The court decision had also required the state to make sure that all prisoners have a minimum of 3 sq.m. of cell space within nine months of the ruling, while providing 18 months for the state to comply with Israeli and international law on the issue, which indicates a minimum of 4 sq.m per prisoner.
Trying to justify the long extension request, the state said a recent government decision authorized NIS 2 billion over nine years to build facilities and address other issues as part of a total NIS 2.8b. allocation.
Moreover, the state said that it would need to make a long-term revision of detention policies so that fewer persons were detained in general, which would take time.

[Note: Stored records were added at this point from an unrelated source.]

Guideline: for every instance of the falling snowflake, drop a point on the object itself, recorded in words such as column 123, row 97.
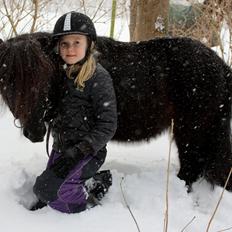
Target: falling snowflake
column 159, row 24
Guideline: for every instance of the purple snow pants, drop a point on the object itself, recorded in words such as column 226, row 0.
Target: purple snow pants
column 71, row 193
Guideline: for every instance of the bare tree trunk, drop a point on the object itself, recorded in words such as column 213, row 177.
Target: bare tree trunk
column 148, row 19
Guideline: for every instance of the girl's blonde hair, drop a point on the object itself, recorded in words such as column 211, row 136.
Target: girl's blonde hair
column 85, row 71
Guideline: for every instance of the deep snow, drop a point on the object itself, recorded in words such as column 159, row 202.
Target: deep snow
column 143, row 167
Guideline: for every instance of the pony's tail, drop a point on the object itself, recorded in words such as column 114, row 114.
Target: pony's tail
column 25, row 73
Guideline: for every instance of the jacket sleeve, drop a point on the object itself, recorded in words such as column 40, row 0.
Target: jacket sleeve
column 105, row 112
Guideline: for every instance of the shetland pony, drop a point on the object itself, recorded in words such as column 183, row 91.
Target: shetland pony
column 155, row 81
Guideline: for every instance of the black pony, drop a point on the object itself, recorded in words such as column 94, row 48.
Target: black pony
column 155, row 81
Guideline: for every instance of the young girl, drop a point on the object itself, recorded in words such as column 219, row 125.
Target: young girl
column 84, row 122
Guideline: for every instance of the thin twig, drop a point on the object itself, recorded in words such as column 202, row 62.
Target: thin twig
column 168, row 174
column 188, row 223
column 128, row 207
column 219, row 201
column 225, row 229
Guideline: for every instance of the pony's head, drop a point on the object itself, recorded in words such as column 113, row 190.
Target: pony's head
column 25, row 74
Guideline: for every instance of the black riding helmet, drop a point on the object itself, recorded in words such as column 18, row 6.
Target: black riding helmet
column 74, row 23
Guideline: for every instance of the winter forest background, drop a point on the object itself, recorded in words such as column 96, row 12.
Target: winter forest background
column 139, row 170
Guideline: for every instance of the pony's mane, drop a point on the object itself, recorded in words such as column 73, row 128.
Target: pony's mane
column 25, row 71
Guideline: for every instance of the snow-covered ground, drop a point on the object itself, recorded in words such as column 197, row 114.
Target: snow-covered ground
column 138, row 169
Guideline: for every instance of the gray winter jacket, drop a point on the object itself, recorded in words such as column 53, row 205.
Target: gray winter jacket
column 86, row 118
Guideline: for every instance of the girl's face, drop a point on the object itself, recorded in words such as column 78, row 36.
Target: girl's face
column 72, row 48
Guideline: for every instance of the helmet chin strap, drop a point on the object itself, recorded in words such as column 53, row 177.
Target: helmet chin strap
column 87, row 53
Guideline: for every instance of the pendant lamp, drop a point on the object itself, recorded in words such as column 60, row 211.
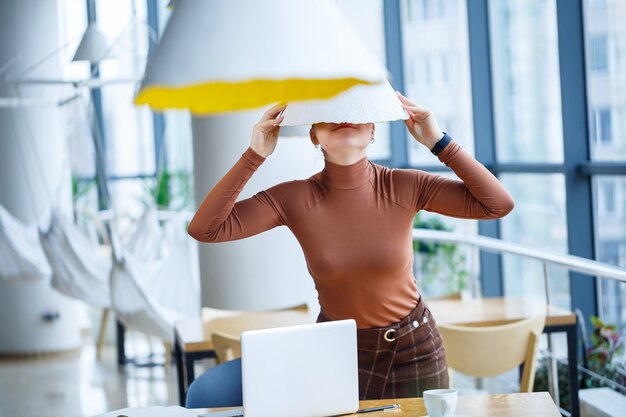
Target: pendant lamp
column 225, row 55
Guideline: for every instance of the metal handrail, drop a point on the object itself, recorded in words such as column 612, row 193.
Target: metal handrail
column 571, row 262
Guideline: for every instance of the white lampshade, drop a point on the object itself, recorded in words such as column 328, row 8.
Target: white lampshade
column 225, row 55
column 369, row 103
column 93, row 47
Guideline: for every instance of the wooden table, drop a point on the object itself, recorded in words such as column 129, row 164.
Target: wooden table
column 502, row 310
column 192, row 338
column 536, row 404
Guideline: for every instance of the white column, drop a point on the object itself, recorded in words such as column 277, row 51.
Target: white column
column 268, row 270
column 34, row 169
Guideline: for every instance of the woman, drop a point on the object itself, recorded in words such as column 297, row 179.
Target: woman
column 354, row 220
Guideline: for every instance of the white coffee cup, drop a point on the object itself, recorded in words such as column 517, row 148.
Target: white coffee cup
column 440, row 402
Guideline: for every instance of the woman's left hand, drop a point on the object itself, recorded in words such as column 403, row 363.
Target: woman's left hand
column 421, row 123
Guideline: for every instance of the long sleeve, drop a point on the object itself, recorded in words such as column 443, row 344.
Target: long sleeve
column 478, row 196
column 220, row 219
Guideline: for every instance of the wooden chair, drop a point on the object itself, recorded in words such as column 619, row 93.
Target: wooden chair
column 227, row 347
column 209, row 313
column 493, row 350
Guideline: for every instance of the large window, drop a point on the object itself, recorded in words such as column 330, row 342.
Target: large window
column 436, row 69
column 526, row 80
column 605, row 35
column 527, row 116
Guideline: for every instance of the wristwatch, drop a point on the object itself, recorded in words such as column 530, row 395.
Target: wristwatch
column 441, row 144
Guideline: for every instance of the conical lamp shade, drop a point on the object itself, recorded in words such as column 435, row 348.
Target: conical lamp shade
column 93, row 47
column 368, row 103
column 225, row 55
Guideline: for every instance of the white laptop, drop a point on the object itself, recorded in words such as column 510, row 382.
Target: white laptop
column 300, row 371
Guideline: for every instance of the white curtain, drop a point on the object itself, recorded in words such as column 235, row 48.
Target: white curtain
column 81, row 267
column 156, row 281
column 21, row 256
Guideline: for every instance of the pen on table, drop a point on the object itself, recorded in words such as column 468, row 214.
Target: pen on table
column 382, row 407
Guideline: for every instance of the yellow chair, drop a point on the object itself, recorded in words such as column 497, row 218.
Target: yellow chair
column 227, row 347
column 493, row 350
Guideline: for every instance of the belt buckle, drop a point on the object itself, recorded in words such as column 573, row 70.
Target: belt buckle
column 387, row 336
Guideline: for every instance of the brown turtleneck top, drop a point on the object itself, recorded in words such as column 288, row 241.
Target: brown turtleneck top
column 354, row 224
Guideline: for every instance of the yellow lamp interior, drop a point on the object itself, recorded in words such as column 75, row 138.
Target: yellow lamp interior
column 218, row 97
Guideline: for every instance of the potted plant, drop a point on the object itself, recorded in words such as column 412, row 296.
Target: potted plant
column 439, row 268
column 602, row 357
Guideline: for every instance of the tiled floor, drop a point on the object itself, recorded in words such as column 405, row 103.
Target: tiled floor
column 79, row 385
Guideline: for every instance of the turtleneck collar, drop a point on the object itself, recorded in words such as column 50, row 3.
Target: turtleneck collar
column 347, row 176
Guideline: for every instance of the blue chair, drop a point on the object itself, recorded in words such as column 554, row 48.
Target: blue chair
column 220, row 386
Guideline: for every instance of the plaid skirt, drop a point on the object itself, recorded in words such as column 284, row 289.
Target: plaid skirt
column 403, row 359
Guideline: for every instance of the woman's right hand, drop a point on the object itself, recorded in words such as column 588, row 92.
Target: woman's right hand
column 265, row 133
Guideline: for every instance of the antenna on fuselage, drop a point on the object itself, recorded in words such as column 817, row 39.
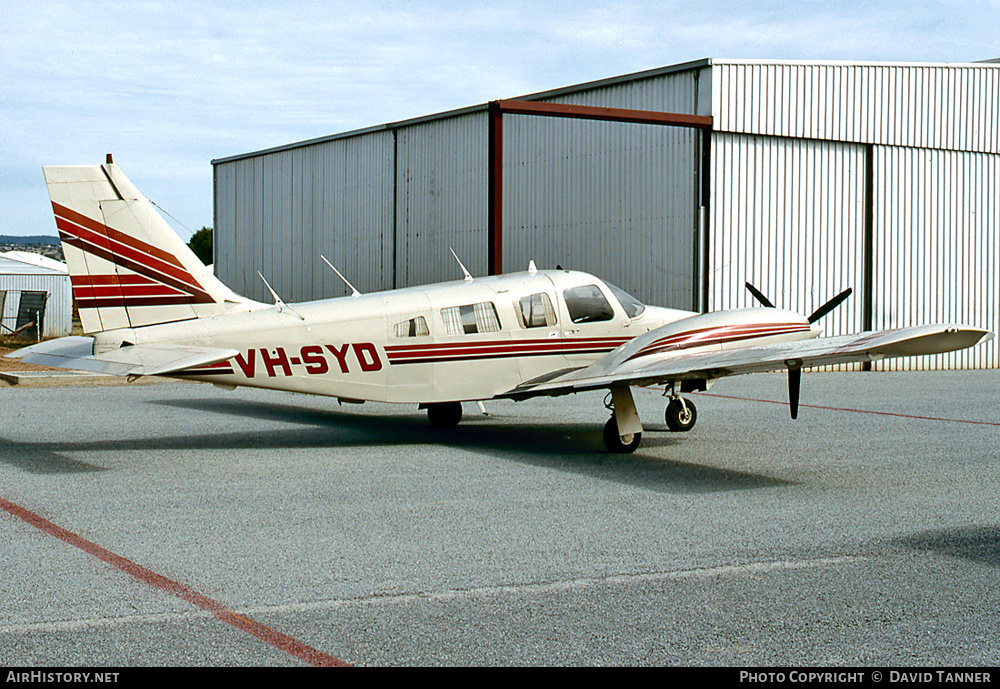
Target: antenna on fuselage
column 468, row 276
column 354, row 292
column 277, row 300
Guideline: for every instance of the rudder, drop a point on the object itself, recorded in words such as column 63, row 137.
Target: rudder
column 127, row 266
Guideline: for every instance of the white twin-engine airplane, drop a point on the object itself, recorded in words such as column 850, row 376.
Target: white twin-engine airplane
column 150, row 308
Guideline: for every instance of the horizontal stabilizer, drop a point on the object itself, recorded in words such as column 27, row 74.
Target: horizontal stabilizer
column 131, row 360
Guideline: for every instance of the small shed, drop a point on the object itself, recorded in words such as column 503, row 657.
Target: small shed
column 32, row 293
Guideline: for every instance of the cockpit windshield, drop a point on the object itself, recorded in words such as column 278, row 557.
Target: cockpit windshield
column 633, row 307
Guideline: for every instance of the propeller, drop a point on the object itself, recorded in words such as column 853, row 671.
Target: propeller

In addition, the state said it planned to pass an emergency law to allow for a large number of releases in a small period of time to start reducing the number of prisoners even in the short term.
Also, the state notified the court that the cell-space issue had already been addressed for around 1,800 out of the 6,000 cells and that 823 new proper-sized cells would be built by 2019.
Despite all the points made by the state, The Jerusalem Post
has learned that while there may be some time extension, it will be tough to convince the court to tack on an additional nine years.
In the June ruling, Rubinstein said unequivocally that the state was violating prisoners’ “basic rights to human dignity” by running facilities with cells that were too small.
The state had already admitted that its position at the start of the case did not fully comply with the requirements of the law, but that it has made progress in addressing the shortcomings.